DEAR NEIL: I would like to grow some of my own annual flowers from seed. How difficult would it be to grow marigolds, zinnias, begonias and periwinkles?

Dear Reader: If you’re talking about starting them in greenhouse-like conditions, all except the begonias are definitely possible. But you’ll need fairly cool (65-70 degrees) conditions and full sunlight. Start marigolds and zinnias seven or eight weeks before you intend to plant them into the garden (no earlier than your frost-free date for your area).

Periwinkles would need really warm temperatures, so their seeds shouldn’t be planted until probably late March at the earliest.

Sow your seeds onto a screened, lightweight, sterile seeding mix. I prefer to sow in rows to make transplanting easier, and I only plant one type of flower in a given container.
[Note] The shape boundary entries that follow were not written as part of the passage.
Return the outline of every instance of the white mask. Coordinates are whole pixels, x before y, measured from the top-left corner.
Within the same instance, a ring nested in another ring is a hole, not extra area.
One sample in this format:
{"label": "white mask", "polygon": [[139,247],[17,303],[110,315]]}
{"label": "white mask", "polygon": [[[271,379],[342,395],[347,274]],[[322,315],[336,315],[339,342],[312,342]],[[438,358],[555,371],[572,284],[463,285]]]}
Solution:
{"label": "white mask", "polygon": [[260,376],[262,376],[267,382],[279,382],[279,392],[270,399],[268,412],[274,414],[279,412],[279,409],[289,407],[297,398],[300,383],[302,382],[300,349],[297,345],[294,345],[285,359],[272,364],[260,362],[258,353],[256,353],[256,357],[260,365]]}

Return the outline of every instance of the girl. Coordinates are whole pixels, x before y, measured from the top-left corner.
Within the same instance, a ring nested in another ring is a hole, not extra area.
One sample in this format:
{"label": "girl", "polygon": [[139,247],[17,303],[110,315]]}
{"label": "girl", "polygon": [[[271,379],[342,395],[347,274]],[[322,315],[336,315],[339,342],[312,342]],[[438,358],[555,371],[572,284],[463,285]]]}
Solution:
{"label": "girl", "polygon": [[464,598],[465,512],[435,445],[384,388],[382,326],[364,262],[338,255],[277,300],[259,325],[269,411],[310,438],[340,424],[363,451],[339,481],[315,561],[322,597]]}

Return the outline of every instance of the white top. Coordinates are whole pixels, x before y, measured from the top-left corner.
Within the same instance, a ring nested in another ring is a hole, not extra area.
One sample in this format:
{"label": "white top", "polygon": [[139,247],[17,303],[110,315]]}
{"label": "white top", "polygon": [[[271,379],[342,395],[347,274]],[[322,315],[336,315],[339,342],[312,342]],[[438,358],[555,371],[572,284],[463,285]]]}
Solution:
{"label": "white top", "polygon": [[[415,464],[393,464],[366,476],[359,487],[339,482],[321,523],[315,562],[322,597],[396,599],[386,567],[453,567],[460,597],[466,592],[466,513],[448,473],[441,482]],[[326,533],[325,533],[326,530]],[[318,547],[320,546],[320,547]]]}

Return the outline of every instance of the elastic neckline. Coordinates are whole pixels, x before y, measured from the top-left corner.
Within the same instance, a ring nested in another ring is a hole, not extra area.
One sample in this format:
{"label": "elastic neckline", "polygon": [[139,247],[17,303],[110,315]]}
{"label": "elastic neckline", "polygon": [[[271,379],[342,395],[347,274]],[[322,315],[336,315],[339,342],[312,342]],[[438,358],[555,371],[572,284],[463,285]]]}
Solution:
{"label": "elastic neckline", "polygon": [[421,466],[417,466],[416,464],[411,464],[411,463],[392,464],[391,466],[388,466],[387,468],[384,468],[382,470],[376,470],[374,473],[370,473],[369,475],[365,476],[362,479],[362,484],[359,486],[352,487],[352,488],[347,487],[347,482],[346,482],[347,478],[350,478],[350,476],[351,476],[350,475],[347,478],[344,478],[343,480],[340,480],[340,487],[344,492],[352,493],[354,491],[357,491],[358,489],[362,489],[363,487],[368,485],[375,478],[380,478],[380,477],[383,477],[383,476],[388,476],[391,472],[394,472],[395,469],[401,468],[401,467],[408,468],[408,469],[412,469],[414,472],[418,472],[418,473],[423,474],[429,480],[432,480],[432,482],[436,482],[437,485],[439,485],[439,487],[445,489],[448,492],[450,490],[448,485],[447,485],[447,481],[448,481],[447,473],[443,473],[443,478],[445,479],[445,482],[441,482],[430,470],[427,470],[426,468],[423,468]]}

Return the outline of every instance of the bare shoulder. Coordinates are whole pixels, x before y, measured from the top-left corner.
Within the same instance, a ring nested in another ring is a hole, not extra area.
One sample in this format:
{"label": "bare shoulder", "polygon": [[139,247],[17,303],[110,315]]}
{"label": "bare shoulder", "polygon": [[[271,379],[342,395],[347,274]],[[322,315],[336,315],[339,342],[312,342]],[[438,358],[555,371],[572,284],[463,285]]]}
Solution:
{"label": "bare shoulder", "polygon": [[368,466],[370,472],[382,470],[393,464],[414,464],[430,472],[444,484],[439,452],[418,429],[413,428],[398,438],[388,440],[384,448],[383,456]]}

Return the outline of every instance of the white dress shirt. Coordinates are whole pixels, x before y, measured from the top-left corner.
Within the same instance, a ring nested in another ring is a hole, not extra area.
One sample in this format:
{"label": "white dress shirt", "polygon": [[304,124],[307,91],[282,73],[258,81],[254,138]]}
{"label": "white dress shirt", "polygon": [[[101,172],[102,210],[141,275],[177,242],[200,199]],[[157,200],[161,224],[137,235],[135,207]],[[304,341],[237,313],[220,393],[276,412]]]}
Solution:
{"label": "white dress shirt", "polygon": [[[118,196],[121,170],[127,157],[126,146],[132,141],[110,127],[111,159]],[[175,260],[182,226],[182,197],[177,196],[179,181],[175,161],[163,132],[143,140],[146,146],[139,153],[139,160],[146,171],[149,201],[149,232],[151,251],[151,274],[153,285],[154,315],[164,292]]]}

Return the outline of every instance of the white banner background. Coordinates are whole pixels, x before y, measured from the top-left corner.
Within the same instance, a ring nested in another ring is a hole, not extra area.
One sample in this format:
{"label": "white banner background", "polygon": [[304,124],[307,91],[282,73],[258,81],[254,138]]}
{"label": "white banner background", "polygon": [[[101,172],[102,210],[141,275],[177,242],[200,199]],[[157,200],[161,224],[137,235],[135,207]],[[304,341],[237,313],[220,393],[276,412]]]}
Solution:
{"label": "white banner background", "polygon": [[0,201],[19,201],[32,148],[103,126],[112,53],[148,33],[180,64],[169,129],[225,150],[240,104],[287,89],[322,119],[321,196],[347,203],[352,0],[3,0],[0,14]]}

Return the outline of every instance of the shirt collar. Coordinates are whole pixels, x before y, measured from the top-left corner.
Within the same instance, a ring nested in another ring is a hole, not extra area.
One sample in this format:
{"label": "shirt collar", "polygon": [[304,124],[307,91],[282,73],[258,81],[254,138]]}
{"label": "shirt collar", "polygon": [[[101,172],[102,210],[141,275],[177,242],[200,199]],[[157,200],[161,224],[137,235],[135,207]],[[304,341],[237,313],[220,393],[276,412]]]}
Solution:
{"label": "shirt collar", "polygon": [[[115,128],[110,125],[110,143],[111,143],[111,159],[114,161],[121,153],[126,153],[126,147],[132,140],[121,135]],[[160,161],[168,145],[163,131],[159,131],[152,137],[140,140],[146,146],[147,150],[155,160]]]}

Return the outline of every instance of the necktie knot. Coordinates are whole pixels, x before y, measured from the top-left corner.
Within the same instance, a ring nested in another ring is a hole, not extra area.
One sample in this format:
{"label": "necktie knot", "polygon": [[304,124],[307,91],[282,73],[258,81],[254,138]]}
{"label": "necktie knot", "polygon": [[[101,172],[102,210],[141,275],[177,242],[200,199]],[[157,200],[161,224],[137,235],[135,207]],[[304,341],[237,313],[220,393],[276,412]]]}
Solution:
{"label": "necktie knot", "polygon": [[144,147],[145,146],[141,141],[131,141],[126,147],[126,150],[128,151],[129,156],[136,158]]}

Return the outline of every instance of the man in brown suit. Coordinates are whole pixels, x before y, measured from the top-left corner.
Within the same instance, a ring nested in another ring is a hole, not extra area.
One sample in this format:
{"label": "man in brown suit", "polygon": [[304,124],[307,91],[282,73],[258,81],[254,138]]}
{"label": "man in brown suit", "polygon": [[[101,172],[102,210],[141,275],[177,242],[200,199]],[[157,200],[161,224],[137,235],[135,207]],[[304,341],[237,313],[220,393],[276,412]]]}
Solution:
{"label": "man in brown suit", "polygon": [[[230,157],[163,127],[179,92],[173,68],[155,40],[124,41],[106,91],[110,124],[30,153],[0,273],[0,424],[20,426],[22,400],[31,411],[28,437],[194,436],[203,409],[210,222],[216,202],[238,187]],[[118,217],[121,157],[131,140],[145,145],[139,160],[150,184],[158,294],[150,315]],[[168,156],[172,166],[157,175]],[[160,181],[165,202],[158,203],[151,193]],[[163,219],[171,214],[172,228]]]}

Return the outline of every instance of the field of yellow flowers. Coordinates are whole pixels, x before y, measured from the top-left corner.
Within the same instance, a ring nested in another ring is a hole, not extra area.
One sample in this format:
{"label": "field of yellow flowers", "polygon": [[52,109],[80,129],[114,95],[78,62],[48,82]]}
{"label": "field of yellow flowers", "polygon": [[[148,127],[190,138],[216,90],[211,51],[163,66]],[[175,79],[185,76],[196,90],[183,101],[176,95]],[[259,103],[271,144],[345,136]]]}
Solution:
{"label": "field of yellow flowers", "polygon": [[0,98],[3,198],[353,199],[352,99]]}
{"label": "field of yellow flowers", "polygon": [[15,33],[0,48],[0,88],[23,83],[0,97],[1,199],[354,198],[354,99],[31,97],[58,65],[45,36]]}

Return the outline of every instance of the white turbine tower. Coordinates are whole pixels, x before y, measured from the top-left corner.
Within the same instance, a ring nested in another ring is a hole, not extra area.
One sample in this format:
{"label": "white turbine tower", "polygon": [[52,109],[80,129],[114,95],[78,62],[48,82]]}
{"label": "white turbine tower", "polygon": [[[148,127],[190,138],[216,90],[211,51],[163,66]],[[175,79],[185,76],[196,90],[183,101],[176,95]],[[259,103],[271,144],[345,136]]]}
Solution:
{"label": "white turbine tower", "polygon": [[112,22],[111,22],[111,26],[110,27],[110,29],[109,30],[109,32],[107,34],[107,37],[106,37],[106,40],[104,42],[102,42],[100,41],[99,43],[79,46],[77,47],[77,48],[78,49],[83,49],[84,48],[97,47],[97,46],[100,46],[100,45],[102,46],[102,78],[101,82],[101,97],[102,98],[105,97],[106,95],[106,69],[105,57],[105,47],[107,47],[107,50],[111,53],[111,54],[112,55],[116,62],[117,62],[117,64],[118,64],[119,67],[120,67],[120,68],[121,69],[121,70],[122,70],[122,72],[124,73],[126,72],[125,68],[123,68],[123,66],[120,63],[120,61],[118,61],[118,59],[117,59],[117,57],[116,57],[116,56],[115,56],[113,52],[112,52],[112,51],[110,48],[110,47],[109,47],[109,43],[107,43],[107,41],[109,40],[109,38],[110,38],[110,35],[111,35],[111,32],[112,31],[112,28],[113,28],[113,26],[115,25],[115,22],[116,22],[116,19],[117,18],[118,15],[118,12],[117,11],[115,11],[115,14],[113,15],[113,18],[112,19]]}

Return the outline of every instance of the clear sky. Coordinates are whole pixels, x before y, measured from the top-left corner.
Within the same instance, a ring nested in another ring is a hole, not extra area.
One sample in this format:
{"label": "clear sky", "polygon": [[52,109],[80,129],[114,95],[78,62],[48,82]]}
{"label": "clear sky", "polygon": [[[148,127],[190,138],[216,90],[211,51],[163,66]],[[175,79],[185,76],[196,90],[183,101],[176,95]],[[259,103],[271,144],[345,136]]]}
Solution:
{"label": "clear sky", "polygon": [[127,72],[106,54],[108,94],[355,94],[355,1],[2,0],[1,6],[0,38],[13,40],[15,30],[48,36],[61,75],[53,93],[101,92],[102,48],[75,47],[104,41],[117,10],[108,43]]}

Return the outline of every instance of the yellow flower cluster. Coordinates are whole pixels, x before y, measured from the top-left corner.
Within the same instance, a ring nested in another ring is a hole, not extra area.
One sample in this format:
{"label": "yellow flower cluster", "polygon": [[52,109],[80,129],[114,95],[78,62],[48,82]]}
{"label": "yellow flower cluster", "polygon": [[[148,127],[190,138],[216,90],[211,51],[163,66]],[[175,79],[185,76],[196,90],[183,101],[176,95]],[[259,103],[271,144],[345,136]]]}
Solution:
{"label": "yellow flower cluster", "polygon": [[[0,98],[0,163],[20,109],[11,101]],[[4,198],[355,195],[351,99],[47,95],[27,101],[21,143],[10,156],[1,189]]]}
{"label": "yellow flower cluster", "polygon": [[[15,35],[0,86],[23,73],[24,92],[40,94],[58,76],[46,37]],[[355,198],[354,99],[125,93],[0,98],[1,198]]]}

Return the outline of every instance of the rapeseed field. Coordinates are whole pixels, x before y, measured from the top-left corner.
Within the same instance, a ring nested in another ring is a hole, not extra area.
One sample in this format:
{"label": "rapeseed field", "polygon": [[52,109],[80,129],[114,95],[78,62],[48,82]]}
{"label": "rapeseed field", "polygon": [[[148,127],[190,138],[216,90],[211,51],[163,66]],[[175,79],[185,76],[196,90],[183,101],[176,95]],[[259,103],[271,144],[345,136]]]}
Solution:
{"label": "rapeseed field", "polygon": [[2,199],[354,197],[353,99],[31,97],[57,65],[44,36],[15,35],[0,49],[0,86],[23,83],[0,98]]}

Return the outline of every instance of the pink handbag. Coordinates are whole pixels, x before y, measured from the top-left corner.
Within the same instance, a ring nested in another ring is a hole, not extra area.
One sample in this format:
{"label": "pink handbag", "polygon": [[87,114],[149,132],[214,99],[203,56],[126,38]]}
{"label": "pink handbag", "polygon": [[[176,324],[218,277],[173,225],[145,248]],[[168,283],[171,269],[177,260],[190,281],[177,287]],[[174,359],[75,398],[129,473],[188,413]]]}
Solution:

Use a fine spray to water the seeds into the top surface of the planting mix and cover it almost completely with glass or clear plastic.

Leave a narrow opening to allow excess moisture and heat to escape. Put it in a sunny location and keep a close eye on it to be sure the covering doesn’t fog up with condensation.

Transplant the seedlings when they’re large enough to handle by their first sets of true leaves, then pot them into 3-inch pots filled with lightweight potting soil.

Wax begonia seeds are extremely tiny. You can certainly start your own plants from seed, but it’s a much more challenging task. Do your homework ahead of time to learn how. Start begonia seeds sometime soon. They take several months to reach sizes suitable for planting outdoors.

It’s much more difficult to sow seeds directly into the garden. In the off-chance that that might be what you were asking, only zinnias and marigolds are really candidates at all. In those cases you’d need to wait until mid-April. Transplants are a much better idea.